A few weeks ago, as I was preparing to give a keynote at the American Conference on Physician Health, I found these startling statistics in U.S. News and World Report:
- One-third of physicians report experiencing burnout at any given point
- Doctors are 15 times more likely to burn out than professionals in any other line of work
- 45 percent of primary care physicians report that they would quit if they could afford to do so
- Physicians have a 10 to 20 percent higher divorce rate than the general population
- There are 300 to 400 physician suicide deaths each year
This information had a great impact as I prepared my remarks for this conference. I often write about the impact our leadership has on our team members. Most leaders consider their influence on them during work hours, but often enough, they don’t think about how their leadership affects them outside the workplace as well.
The response to my keynote – the reaction online and from those who came up to speak to me afterward – affirmed that this is a distressing issue in healthcare. Imagine what it’s like to be a doctor – someone responsible for the health and wellbeing of so many – and not feel valued and cared for.

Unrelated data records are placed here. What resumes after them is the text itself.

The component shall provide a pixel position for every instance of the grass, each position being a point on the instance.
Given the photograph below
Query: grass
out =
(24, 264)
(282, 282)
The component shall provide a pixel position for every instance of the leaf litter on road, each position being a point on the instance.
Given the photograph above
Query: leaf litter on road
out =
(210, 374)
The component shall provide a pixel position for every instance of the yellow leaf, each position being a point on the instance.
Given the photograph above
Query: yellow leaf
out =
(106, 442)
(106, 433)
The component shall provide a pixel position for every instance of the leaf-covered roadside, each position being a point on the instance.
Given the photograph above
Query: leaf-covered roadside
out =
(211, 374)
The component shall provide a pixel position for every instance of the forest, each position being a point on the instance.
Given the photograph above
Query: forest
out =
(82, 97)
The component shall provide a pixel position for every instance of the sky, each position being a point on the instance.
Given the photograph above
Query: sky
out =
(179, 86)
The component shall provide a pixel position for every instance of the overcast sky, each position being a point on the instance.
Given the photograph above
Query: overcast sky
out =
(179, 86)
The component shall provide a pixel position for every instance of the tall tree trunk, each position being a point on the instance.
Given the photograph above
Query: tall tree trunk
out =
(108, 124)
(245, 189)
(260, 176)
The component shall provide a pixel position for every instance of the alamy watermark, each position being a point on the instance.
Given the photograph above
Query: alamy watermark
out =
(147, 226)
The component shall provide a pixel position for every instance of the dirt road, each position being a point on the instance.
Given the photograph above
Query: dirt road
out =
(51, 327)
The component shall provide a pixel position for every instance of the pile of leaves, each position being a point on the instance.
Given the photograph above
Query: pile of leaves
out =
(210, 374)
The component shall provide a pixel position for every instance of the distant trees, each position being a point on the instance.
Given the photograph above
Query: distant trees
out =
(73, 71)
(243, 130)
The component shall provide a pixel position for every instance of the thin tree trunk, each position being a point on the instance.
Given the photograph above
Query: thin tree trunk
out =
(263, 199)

“Healthcare has changed significantly over the last 20 years, and the pace of change is not letting up,” said Paul DeChant, a family physician for 25 years, who has also had many different leadership roles in healthcare, including CEO of a 300-physician group.
“Everything is more complex – patient demographics, diagnostic and treatment options, diversity in the healthcare workforce, reimbursement mechanisms, regulations, the electronic medical record, etc.,” he said. “All of these put great pressure on the leaders, and many leaders are disconnected from the front-line clinicians who are burning out trying to care for the patients in this complex environment.”
Paul was in the audience for my keynote speech. He currently works as an executive coach to healthcare leaders to implement business systems and approaches to culture to create healthy workplaces that address the root causes of burnout.
“There is great opportunity to improve leadership with the Everybody Matters philosophy and build mutual respect between leadership and the clinicians,” he said.
Another attendee, Dr. George Chiang, the incoming chief of staff at Rady Children’s Hospital San Diego, who also chairs their wellness advocacy committee, said “In healthcare the problems with leadership involve the limited bandwidth of the local leaders themselves to enact change of a group while still usually being busy with clinical work which is always the priority.”
We rightfully lift up those in the medical community because of the importance of their work. We give them the respect they deserve because of their education, their dedication to healing and the weight of their responsibility to human life. But do we fail to see them as regular people who themselves need care and support?
“As a surgeon to kids, it resonated that everyone is a cherished life and that loved ones caring for loved ones is integral to building our community of appreciation and mutual respect,” Dr. Chiang said, of one of the points in my speech.
The healers can also hurt. Who heals the healers?
“Everyone is so busy trying to respond to the growing expectations and fast-paced changes that we forget sometimes to just slow down and remember we are talking to real people in every role with which we interact,” said Kristin Edwards, who also attended my talk. She is the Medical Director of Palliative Care for Yale New Haven Health–Bridgeport Hospital and was also recently appointed Medical Director of Physician Wellness.
Being a physician in today’s world is an incredibly high-stress position. They literally hold our lives in their hands. It is critical that their leadership in the healthcare industry begins to address issues of stress and burnout with their people.
The fundamentals of Truly Human Leadership seem simple, but are they being practiced in healthcare systems? Are those leaders trying to figure out ways to value the doctors, nurses and all other staff who care for sick?
“I lead a small, but extremely motivated team at work,” Kristin said. “I also have two young children with VASTLY different personalities. Through both of those experiences, I have learned that what works best is tailoring my development plans to the individuals. But in order to do that, it requires true listening, with an attitude of curiosity, and a fundamental belief in their goodness.”
The way those leaders lead impacts the way people live, and in turn, treat their patients.
“We’re in a situation of leadership malpractice,” said Paul DeChant. “Just as in medicine, if someone is not following the best practices that are available, and patients or employees are being harmed as a result, one could consider this malpractice. It sounds harsh, but the negative impact is serious and can be avoided.”
Leaders in healthcare organizations, the time is now to begin to institute values and processes to heal the healers. Lives depend on it.